Day 166

July 6th, 2010 § 1 Comment

Or, In Regards to Kenya, etc.

I’m a believer in the power of words – that eloquently and beautifully composed ones can move you at a particular time and evolve with you so that they are infused with new layers of meaning each subsequent time you encounter them. One of these instances is this. I’ve been meaning to write something about Kenya (and I will still), but re-reading the sermon “The Weight of Glory” just blew my mind about the way I thought about the people and stories – both the beautiful and the heartbreaking – I encountered there.

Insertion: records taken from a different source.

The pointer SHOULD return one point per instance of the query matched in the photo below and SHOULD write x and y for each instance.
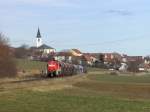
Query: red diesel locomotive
(56, 69)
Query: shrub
(7, 65)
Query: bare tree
(7, 65)
(22, 51)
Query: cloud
(54, 3)
(120, 12)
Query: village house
(111, 57)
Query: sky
(121, 26)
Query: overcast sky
(91, 25)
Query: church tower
(38, 39)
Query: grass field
(97, 91)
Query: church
(45, 49)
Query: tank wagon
(56, 69)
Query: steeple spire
(38, 34)
(38, 39)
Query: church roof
(44, 46)
(38, 34)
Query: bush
(7, 65)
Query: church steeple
(38, 39)
(38, 34)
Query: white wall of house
(47, 51)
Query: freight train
(57, 69)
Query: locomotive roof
(44, 46)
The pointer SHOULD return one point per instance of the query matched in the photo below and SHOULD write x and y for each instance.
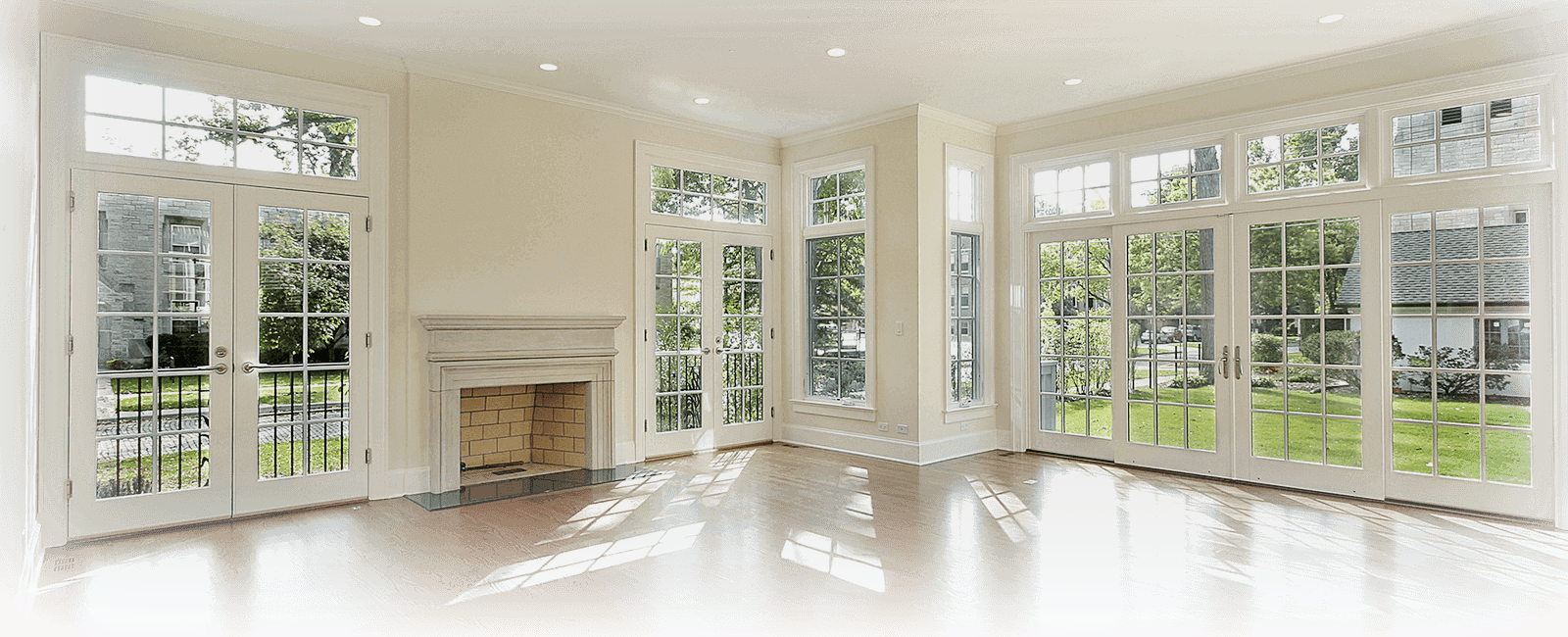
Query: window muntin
(710, 196)
(963, 316)
(963, 195)
(1499, 132)
(836, 318)
(137, 120)
(1073, 190)
(1305, 159)
(1175, 176)
(838, 196)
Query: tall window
(1175, 176)
(127, 118)
(1468, 137)
(836, 286)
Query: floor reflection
(582, 561)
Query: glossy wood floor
(784, 540)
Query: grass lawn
(1325, 428)
(137, 394)
(185, 467)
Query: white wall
(20, 311)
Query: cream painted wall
(521, 206)
(20, 538)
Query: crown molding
(444, 73)
(1526, 20)
(854, 124)
(956, 120)
(413, 67)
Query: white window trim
(650, 154)
(984, 165)
(1227, 174)
(1368, 176)
(799, 193)
(67, 60)
(1546, 86)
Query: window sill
(835, 410)
(966, 413)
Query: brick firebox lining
(524, 424)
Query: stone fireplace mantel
(498, 350)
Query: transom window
(838, 196)
(137, 120)
(1175, 176)
(710, 196)
(1073, 190)
(1305, 159)
(1468, 137)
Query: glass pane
(328, 162)
(281, 341)
(124, 342)
(129, 99)
(333, 129)
(124, 282)
(182, 342)
(198, 146)
(264, 154)
(122, 137)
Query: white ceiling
(764, 63)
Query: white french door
(708, 341)
(1131, 357)
(1377, 349)
(212, 352)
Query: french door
(710, 346)
(212, 352)
(1377, 349)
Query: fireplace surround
(470, 352)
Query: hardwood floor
(784, 540)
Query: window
(710, 196)
(1073, 190)
(838, 198)
(127, 118)
(1468, 137)
(1168, 177)
(1305, 159)
(836, 295)
(963, 316)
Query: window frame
(984, 167)
(800, 211)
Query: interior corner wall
(524, 206)
(933, 279)
(894, 284)
(20, 538)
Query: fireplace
(554, 375)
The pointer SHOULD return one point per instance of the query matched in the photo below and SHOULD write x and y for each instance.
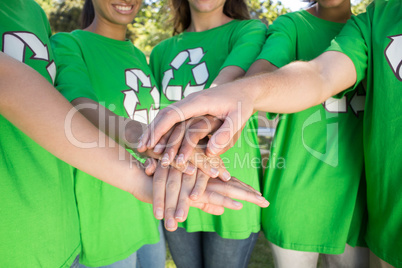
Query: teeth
(123, 8)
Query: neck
(107, 29)
(204, 21)
(338, 14)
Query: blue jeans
(153, 256)
(208, 249)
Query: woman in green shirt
(214, 43)
(319, 189)
(99, 65)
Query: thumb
(223, 137)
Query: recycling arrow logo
(15, 44)
(393, 54)
(131, 101)
(199, 73)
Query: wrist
(132, 132)
(138, 183)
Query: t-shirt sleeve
(246, 44)
(72, 79)
(280, 47)
(351, 41)
(154, 64)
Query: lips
(124, 9)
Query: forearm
(228, 74)
(31, 103)
(301, 85)
(122, 130)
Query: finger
(209, 208)
(212, 166)
(214, 198)
(236, 182)
(183, 204)
(222, 138)
(198, 130)
(159, 187)
(173, 186)
(150, 166)
(231, 191)
(200, 185)
(173, 145)
(160, 147)
(188, 169)
(168, 117)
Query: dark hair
(235, 9)
(88, 14)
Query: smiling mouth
(123, 8)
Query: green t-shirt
(38, 215)
(114, 73)
(373, 41)
(316, 161)
(189, 62)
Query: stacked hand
(174, 192)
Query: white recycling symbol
(131, 101)
(199, 72)
(393, 53)
(15, 43)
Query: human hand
(234, 107)
(212, 195)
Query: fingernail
(180, 159)
(237, 204)
(165, 160)
(147, 163)
(190, 170)
(158, 148)
(194, 195)
(226, 176)
(211, 151)
(179, 214)
(214, 172)
(170, 224)
(159, 213)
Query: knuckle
(172, 186)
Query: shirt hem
(72, 257)
(122, 256)
(224, 234)
(308, 248)
(379, 253)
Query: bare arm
(32, 104)
(261, 66)
(228, 74)
(293, 88)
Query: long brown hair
(88, 14)
(235, 9)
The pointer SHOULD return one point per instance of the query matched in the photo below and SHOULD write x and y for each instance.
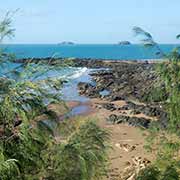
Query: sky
(92, 21)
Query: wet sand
(127, 142)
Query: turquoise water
(127, 52)
(76, 75)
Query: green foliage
(31, 146)
(165, 144)
(83, 156)
(153, 173)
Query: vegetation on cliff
(164, 142)
(31, 145)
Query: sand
(127, 142)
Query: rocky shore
(129, 81)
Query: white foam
(78, 73)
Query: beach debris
(125, 147)
(132, 169)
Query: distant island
(124, 43)
(66, 43)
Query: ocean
(76, 75)
(116, 52)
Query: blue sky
(92, 21)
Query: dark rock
(109, 106)
(133, 121)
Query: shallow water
(97, 51)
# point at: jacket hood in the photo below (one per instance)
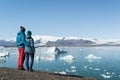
(19, 33)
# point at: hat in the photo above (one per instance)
(22, 29)
(29, 33)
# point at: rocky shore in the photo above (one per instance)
(14, 74)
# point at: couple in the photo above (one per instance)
(26, 49)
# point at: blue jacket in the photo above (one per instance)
(20, 40)
(31, 48)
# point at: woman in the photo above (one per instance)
(21, 43)
(29, 51)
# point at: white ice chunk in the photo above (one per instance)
(106, 76)
(68, 58)
(92, 57)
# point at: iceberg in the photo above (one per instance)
(68, 58)
(3, 52)
(92, 57)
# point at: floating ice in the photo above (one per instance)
(106, 76)
(96, 69)
(51, 50)
(68, 58)
(73, 71)
(37, 58)
(92, 57)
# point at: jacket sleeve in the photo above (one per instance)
(24, 41)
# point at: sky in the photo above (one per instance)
(79, 18)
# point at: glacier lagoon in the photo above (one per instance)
(97, 62)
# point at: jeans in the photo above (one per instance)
(31, 60)
(21, 58)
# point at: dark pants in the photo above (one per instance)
(31, 55)
(21, 58)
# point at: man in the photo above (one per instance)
(21, 43)
(29, 51)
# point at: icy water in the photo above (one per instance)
(97, 62)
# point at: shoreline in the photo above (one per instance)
(14, 74)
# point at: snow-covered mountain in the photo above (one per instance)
(64, 41)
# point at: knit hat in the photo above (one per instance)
(29, 33)
(22, 29)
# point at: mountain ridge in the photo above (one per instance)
(64, 41)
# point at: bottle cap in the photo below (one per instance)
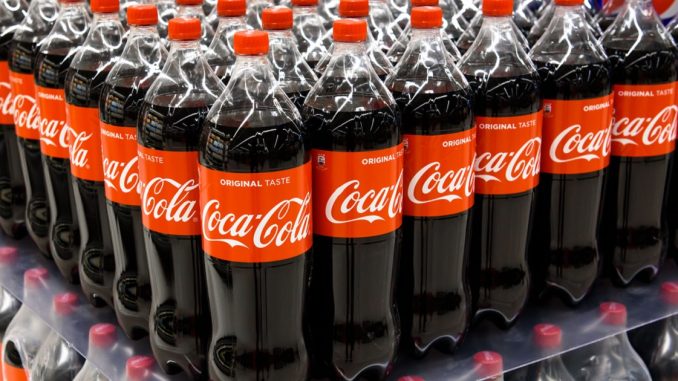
(184, 29)
(547, 336)
(350, 30)
(497, 8)
(613, 313)
(65, 303)
(142, 14)
(250, 43)
(231, 8)
(426, 17)
(488, 363)
(354, 8)
(35, 277)
(276, 18)
(102, 335)
(104, 6)
(139, 368)
(670, 292)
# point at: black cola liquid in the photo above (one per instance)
(434, 297)
(50, 72)
(97, 263)
(499, 274)
(566, 256)
(119, 106)
(264, 339)
(179, 326)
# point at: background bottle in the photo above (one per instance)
(56, 51)
(435, 101)
(256, 266)
(170, 121)
(357, 153)
(121, 97)
(35, 26)
(508, 115)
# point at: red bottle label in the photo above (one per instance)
(6, 99)
(357, 194)
(85, 143)
(576, 135)
(26, 113)
(439, 176)
(508, 152)
(120, 164)
(644, 120)
(170, 195)
(54, 130)
(256, 217)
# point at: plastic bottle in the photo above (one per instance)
(57, 360)
(121, 97)
(12, 189)
(220, 54)
(357, 153)
(254, 139)
(84, 80)
(309, 31)
(435, 101)
(102, 344)
(634, 233)
(509, 116)
(293, 74)
(576, 86)
(170, 121)
(35, 26)
(27, 331)
(56, 51)
(612, 358)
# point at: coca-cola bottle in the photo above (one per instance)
(220, 54)
(576, 86)
(119, 104)
(84, 80)
(169, 125)
(509, 117)
(12, 190)
(357, 156)
(56, 51)
(634, 233)
(35, 26)
(255, 197)
(293, 74)
(439, 137)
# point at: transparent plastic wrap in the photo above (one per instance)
(435, 102)
(254, 135)
(121, 97)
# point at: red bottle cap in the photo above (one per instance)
(547, 336)
(670, 292)
(497, 8)
(102, 335)
(65, 303)
(354, 8)
(250, 43)
(105, 6)
(184, 29)
(35, 277)
(349, 30)
(613, 313)
(276, 18)
(231, 8)
(139, 368)
(426, 17)
(142, 14)
(488, 363)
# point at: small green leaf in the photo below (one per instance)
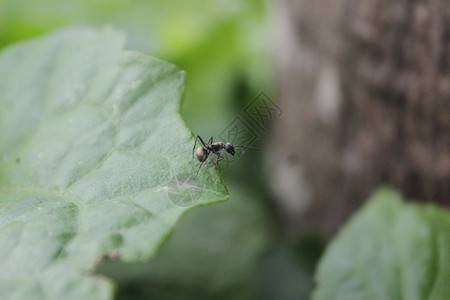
(94, 161)
(389, 250)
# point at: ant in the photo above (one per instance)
(211, 147)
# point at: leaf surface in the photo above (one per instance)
(389, 250)
(94, 161)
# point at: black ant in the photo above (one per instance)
(203, 153)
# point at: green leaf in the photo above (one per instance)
(389, 250)
(94, 161)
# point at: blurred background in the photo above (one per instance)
(339, 96)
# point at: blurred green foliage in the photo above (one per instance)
(226, 250)
(223, 45)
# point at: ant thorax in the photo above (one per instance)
(217, 146)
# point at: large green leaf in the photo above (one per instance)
(389, 250)
(95, 161)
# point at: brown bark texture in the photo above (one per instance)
(364, 86)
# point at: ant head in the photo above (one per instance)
(201, 153)
(229, 148)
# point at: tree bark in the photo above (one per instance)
(365, 90)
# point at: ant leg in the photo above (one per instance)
(200, 168)
(195, 144)
(220, 157)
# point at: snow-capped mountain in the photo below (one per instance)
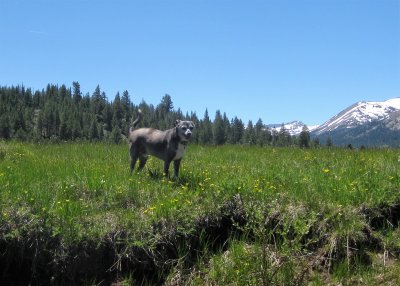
(294, 127)
(364, 123)
(359, 114)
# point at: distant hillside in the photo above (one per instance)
(364, 123)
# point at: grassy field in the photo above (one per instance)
(71, 214)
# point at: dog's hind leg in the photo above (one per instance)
(177, 164)
(134, 152)
(142, 161)
(166, 168)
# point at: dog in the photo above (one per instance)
(169, 145)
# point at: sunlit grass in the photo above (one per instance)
(82, 190)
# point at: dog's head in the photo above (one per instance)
(184, 129)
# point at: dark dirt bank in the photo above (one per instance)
(39, 258)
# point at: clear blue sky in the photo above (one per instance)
(277, 60)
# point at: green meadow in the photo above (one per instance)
(237, 215)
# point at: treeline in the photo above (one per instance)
(60, 113)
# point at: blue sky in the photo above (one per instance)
(275, 60)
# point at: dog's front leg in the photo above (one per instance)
(177, 163)
(166, 168)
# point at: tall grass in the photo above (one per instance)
(82, 190)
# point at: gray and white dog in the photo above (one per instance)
(169, 145)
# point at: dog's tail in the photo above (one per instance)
(137, 120)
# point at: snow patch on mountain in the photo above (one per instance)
(294, 127)
(361, 113)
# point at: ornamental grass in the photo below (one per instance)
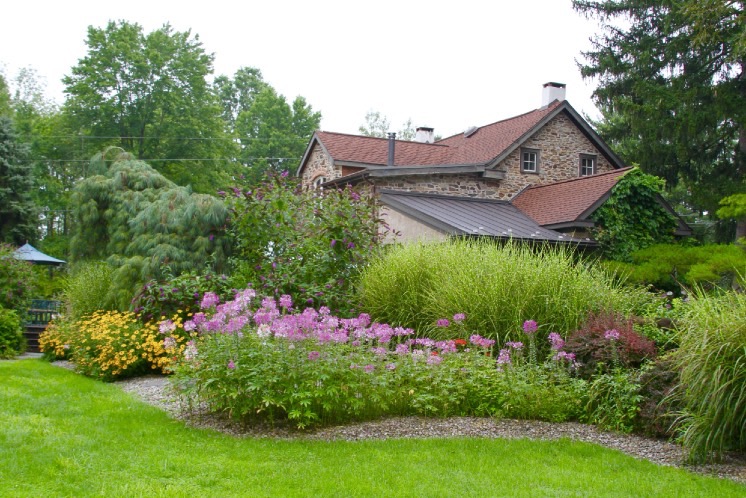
(497, 286)
(712, 361)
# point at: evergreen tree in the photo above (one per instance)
(144, 225)
(18, 214)
(671, 90)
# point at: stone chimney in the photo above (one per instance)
(552, 91)
(425, 135)
(392, 145)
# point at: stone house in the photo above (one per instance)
(536, 176)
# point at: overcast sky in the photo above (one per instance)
(447, 65)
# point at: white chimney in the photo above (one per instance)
(425, 135)
(552, 91)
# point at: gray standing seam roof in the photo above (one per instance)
(473, 217)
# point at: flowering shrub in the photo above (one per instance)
(309, 244)
(311, 367)
(608, 340)
(179, 295)
(112, 344)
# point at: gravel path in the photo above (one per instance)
(155, 391)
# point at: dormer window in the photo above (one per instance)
(529, 160)
(587, 165)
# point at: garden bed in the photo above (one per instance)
(155, 391)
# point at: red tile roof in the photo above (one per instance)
(480, 147)
(566, 201)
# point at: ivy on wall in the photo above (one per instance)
(633, 217)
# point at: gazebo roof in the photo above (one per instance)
(29, 253)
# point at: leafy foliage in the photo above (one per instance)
(145, 226)
(594, 351)
(150, 91)
(671, 266)
(633, 217)
(18, 213)
(17, 281)
(309, 244)
(670, 90)
(179, 295)
(613, 401)
(12, 341)
(112, 344)
(712, 361)
(496, 286)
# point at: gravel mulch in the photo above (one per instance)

There are no ordinary people. You have never talked to a mere mortal. Nations, cultures, arts, civilization—these are mortal, and their life is to ours as the life of a gnat. But it is immortals whom we joke with, work with, marry, snub, and exploit—immortal horrors or everlasting splendours. This does not mean that we are to be perpetually solemn. We must play. But our merriment must be of that kind (and it is, in fact, the merriest kind) which exists between people who have, from the outset, taken each other seriously—no flippancy, no superiority, no presumption. And our charity must be a real and costly love, with deep feeling for the sins in spite of which we love the sinner—no mere tolerance or indulgence which parodies love as flippancy parodies merriment. Next to the Blessed Sacrament itself, your neighbour is the holiest object presented to your senses.